Richard D. L. Fulton
(10/26) By the time the readers of the News-Journal read this, it may be over, or it may not, depending on which model holds up as "Stormzilla," Sandy, hammers its way passed the Mid-Atlantic offshore, or into Maryland and Pennsylvania.
Models aside, the region must still prepare for the possibility of the "storm of the century" as Hurricane Sandy heads toward a collision course with a northeastern class storm somewhere in the Mid-Atlantic Region with the Mason-Dixon line in its sights.
Seamus Mooney, director of emergency preparedness, Frederick County Division of Emergency Management, said late last week that the county Department of Public Works has already been dispatched to clear culverts and drainage ditches to facilitate the passage of any storm water accruing during the storm. "We want to make sure those are opened
In addition, maintenance workers are being sent to check out power and back-up electricity generators at county facilities for prepare them for possible impact should the storm strike.
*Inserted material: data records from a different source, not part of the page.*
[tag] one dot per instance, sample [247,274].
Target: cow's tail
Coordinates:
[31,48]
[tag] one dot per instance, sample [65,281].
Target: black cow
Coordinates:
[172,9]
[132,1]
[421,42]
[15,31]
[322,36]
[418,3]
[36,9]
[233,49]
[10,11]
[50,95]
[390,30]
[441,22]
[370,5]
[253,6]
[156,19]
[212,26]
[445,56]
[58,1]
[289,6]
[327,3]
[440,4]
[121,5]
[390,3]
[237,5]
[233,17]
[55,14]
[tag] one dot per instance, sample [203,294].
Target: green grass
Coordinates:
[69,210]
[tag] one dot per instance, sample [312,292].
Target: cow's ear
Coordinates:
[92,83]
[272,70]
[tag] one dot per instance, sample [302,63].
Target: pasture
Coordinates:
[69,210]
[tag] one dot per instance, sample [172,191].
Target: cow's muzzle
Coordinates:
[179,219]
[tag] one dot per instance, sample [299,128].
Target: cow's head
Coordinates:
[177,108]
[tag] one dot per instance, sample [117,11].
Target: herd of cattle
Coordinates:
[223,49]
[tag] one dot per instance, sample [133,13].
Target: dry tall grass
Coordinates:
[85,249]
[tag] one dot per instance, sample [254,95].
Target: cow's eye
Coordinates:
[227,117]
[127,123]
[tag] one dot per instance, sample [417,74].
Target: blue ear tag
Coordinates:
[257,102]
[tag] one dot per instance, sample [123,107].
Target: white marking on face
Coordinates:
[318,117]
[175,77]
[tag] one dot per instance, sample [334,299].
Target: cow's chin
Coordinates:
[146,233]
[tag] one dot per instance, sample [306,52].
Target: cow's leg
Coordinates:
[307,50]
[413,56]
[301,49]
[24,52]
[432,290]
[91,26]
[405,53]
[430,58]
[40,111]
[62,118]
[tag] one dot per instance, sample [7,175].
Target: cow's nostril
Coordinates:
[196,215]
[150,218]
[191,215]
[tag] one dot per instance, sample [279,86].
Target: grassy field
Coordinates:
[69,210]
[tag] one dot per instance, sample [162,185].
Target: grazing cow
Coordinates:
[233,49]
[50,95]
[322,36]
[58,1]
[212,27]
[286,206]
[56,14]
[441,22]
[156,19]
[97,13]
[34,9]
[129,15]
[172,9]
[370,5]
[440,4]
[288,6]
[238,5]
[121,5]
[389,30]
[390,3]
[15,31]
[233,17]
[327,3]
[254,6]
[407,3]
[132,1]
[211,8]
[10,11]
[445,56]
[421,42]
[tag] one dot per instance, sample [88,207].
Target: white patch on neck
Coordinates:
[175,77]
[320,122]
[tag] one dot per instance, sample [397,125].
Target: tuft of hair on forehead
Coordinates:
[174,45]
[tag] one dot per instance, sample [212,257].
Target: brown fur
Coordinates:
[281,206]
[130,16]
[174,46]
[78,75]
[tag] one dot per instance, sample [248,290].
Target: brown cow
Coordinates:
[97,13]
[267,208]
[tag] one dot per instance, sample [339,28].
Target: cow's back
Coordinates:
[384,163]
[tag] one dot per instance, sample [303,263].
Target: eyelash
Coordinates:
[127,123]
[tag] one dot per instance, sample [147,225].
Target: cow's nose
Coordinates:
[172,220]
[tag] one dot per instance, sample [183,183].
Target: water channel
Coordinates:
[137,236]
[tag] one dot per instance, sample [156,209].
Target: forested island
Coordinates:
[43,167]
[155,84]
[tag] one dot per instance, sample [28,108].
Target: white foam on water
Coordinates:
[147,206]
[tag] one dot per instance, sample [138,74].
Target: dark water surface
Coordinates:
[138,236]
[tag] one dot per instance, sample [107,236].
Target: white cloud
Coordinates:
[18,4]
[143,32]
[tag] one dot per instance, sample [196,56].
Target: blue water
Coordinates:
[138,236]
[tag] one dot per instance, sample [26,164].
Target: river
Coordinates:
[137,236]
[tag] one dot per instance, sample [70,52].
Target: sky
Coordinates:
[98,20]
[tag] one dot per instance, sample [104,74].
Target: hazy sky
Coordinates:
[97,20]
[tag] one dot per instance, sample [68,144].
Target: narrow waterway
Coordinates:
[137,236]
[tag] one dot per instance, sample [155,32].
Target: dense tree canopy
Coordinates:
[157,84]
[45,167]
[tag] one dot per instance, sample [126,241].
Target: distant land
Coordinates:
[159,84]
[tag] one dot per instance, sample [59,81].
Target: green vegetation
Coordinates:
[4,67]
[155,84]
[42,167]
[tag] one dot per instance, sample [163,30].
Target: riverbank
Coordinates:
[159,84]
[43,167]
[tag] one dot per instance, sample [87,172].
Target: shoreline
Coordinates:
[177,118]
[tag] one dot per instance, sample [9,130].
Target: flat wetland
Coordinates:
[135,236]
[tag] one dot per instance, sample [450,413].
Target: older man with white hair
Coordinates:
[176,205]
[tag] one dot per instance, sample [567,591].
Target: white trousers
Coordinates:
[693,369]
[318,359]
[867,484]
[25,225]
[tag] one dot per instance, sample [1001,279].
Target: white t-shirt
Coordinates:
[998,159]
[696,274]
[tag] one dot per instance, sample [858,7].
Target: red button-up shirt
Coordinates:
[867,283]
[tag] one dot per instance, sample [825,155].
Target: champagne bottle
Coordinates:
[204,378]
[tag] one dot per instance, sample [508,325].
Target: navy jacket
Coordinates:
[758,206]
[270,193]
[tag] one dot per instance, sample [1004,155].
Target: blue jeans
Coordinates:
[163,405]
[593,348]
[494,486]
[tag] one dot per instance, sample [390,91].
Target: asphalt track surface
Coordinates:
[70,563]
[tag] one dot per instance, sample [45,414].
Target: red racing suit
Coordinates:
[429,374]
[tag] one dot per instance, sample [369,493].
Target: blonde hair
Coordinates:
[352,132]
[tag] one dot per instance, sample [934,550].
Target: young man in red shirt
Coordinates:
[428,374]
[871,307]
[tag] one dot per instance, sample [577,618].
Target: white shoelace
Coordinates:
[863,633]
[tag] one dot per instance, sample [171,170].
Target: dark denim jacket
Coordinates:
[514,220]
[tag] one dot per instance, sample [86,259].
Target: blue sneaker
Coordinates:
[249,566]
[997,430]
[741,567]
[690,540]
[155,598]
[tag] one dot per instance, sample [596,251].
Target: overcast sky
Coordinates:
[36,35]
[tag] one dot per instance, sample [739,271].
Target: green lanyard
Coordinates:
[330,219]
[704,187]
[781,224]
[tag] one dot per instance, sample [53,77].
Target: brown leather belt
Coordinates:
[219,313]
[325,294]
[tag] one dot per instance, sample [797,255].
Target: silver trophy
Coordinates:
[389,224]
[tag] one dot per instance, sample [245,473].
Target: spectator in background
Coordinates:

The school board has also been meeting to discuss county school-related issues any severe storm could inflict.
As of late last week, he said, "Every model that comes out (predicting Sandy’s storm track), the storm is projected shifting westward. The more west it comes, the worst it comes to be. A little bit of the unknown is the cold front," Mooney stated, "which could hold the storm up and cause it to sit over us a day or so," possibly into the
first of November.
With trees still laden with leaves, a direct hit of a significant storm could result in downed limbs and trees taking down power lines, and flooding. In a worst case scenario, flooding could last for days and power outages could last as long as it takes for power companies to untangle the mess, repair the damages, and get back on-line.
As is the case in many regional and local emergency management or response entities, the Fairfield Regional Emergency Management Agency (FREMA) was in wait-and-see mode.
Andrew "AJ" Aldrich, FREMA emergency management coordinator, said the staff reviewed in emergency management plan in preparation. "We just rewrote it a couple of months ago, so it’s pretty much up to speed," he stated.
"Like everybody else, we’re just watching the weather," he said. FREMA also sent out emails to make "to see the (FREMA) staff will be in the area and give them a heads up."
Hurricane Sandy had already inflicted 21 deaths across the Caribbean, 11 of which occurred in Cuba, nine in Haiti, and one in Jamaica, as it prepared to make its northward turn towards the United States October 26.
Sandy was project to travel off-shore until it potentially impacted the Mid-Atlantic and collides with the northeaster.
Atlantic hurricane season generally occurs from May 15 through November 30, according to the National Hurricane Center.